While agreeing in principle with the proposed legislation, Senators were concerned about the lack of clarity in how the Mayors and Councillors would carry out these functions. As a result, it was suggested that the passage of the Bill be suspended, to allow Minister of Justice, Senator Dorothy Lightbourne, to prepare regulations detailing their functions.

“I would want to propose that a clause be inserted (in the Bill) that would give the Minister the power to make regulations, to set out how the functions of these ex officio Justices of the Peace (JPs) will be carried out,” Minister of National Security, Senator Dwight Nelson, suggested.

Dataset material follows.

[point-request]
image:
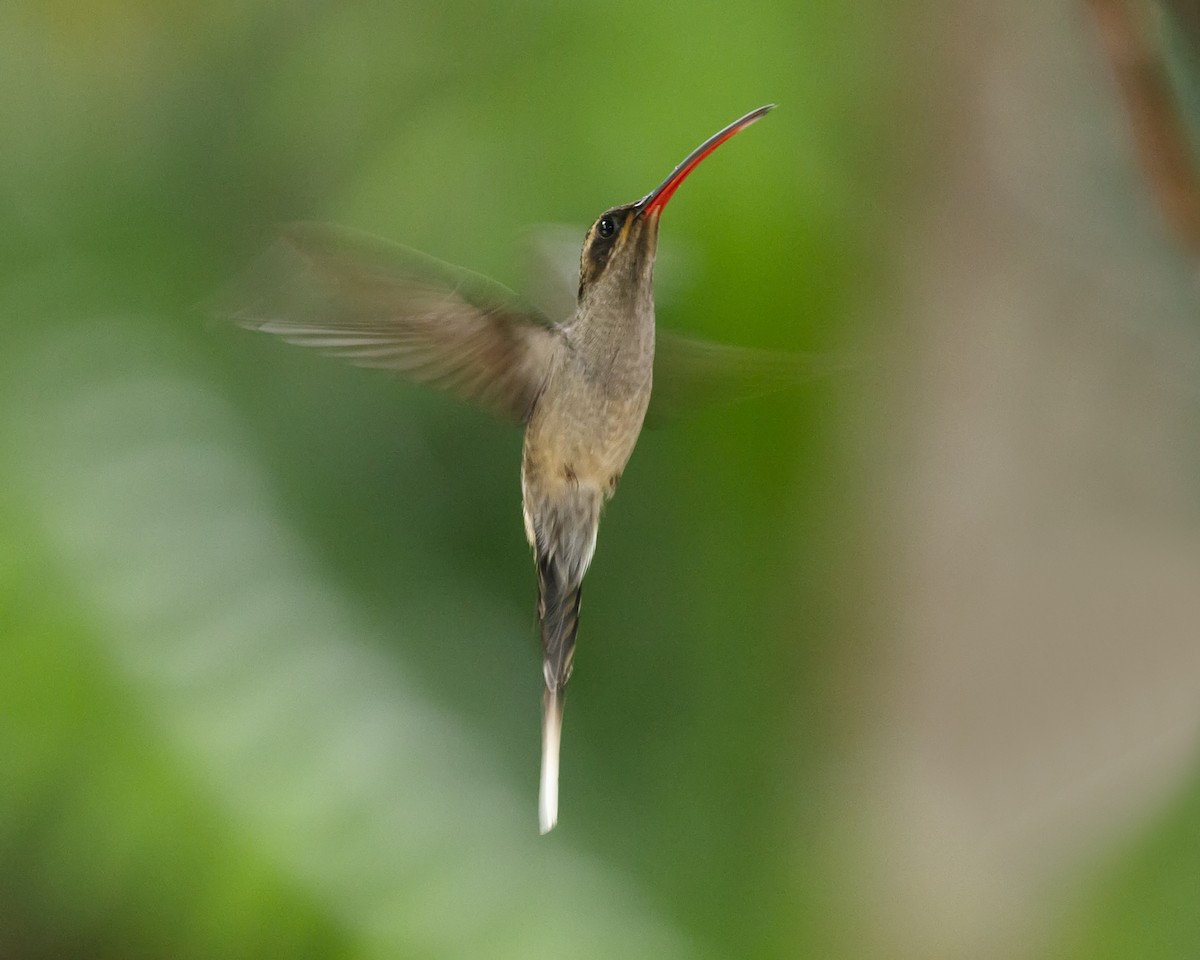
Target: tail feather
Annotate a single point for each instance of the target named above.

Senator Lightbourne, who piloted the Bill, noted that it seeks to give Councillors and Mayors of municipalities the powers of a Justice of the Peace (JP), for the purpose of attesting documents for the period they hold office.

She said it would make it easier for Jamaicans to carry on their businesses, and access crucial government services.

 “Justices of the Peace play a very important role in relation to the verification of documents, and it’s particularly important, because it enables citizens to obtain jobs, open bank accounts, acquire loans, as well as obtain passports and other forms of documentation,” Senator, Lightbourne said.

She also noted that sometimes there was a disproportion of Justices of the Peace, and often “in areas you will hear complaints that a citizen cannot find JPs."

“There are some 222 elected Parish Councillors and Mayors of Municipalities in the island, and they are in a strategic position to remedy the situation of lack of JPs,” Senator Lightbourne noted.

 She said that, currently, Parish Councillors and Mayors of Municipalities interact a lot with the citizens in communities they represent. She also observed that only Members of Parliament are currently conferred, under the Bill, with the Powers of Justices of the Peace for the purpose of attesting documents for the duration of the period they hold office.

Opposition Senator, Sandra Falconer, while supporting the Bill, questioned the reason why Senators were not included to be conferred with the Powers of a Justice of the Peace. Senator Lightbourne explained that the Ministry was “looking at persons who really interact and represent a community or a constituency."

 She pointed out that Senators were not elected, and are more restricted in their movements although they do a lot of social work. She however encouraged Senators to apply for the post of Justices of the Peace within their communities.